Beyond that… His throat went dry. He couldn’t think about that now.

Then there was Action, his true goal. There was nothing to be afraid of with guns and explosions. After that, the store stopped for him. He had always assumed that the beaded curtain going beyond led to a janitorial closet. Once he saw some older kids daring each other to breach the crimson passageway, but he assumed they were just really interested in mops.

He jogged—one must never run inside the video store—through Horror. He gritted his teeth, as if that would keep the monsters at bay. The man with the pale white mask watched over him, pale black eyes betraying nothing approaching human sympathy. Other titles looked like Picasso paintings, except they depicted a man with knives for hands. The one that really unnerved him was the one that depicted what looked like a knock-off of a My Buddy Doll, maniacally wielding a knife. He had insisted his own My Buddy go to Goodwill after the first time he saw that poster. And the hockey masks… My god, the hockey masks.

He whispered prayers he learned in Sunday School as he took each tentative step through the darkness. As he passed through the gallery of ghouls and murderers, his brain flashed once again to possibilities he hadn’t considered before. What if the video boxes held their monsters inside? What if they wanted to break out from their 7x4x1 prison and wreak havoc on unsuspecting kids who merely wanted to watch Conan the Destroyer for the twelfth time?

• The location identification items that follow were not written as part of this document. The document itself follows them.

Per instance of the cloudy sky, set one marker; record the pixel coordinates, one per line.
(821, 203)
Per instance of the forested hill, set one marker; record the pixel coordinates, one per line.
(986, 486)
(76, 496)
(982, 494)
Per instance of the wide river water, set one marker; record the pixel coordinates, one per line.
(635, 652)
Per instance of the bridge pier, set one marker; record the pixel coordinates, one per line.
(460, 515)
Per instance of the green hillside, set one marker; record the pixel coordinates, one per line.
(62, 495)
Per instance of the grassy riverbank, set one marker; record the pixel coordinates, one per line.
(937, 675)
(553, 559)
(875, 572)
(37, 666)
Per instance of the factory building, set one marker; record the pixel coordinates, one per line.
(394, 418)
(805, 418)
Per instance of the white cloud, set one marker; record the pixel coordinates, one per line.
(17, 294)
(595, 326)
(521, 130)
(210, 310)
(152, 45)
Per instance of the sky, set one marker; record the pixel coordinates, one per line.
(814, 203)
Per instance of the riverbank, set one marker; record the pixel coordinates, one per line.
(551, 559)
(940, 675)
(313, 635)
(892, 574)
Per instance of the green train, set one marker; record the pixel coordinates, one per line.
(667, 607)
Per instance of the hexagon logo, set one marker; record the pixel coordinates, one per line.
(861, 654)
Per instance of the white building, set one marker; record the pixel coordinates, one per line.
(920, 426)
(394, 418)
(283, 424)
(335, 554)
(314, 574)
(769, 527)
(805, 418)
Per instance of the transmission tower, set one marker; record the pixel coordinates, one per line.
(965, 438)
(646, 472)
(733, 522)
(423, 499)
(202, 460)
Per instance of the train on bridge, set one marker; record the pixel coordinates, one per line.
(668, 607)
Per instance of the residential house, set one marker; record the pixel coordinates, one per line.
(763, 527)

He kept moving, trying to remember each and every time a teacher or Mom had admonished his overactive imagination for disrupting class, Cousin Bingo’s christening, or Olive Garden. Only a baby would think that horror movies are out to get him. And babies rent from the kid’s section.

Thwack.

He nearly jumped straight to the stratosphere and left a him-shaped hole in the ceiling of Gauntlet. It was nothing. It was nothing.

He looked back. Had he not wasted his time this way, he could have made it to the Action section and back a dozen times by now. One of the videos had fallen to the ground. Nothing. Nothing. He approached the box and flipped it over. A man strapped to an electric chair, in the middle of his last moment on Earth stared back at him, and—oh God—he was smiling. Why was he smiling?

He tossed the video towards the wall, swearing he felt a little jolt in his hand as it flew.

He wished he hadn’t. All the videos were off the shelf now, moving towards him. The Picasso Man shifted and re-shifted in shape, the knife hand remaining the only constant. The blank-faced man blinked his horrible, coal shaped eyes. An army of hockey masks moved in on him.

And then, there was the doll, with his terrible blade giving him terrible ideas.

“Why’d you give me away, buuuuuuuuuudy?” the doll asked.

He tried to move back. A foul looking clown with the razor sharp teeth lunged to take a big bite out of his ankle. 

A needle-like, almost numb feeling filled his leg as he grasped frantically into the next section. Conan would have to wait. He pulled the closest title toward him, and in a whoosh that left him cold, all of the videos went back to their spot. Holding his selection forward like a shield, he marched back to the front of the store.

“What did you get?” Mom asked when he returned. He finally felt safe enough to unhand the video. “Capricorn One? Really? O.J. Simpson? I didn’t think you were into sports.”

He would never forget the name of the man who saved him from the loathsome hoards of the Gauntlet’s horror section: O.J. Simpson. His hero.

Then, something else caught his eyes. Mom had picked a movie, too. A New Release. He couldn’t read much, but he knew the bright red sticker that read “HORROR.”

“Oh, don’t you mind that one. It’s for later, after you go to bed.”

He saw the face of a woman staring back at him with red eyes. A moth covered her mouth—how could she breathe like that?—and the moth appeared to have a human skull protruding from its body.

The woman on the box winked at him. The boy offered a weak plea to O.J., but knew it wouldn’t be enough.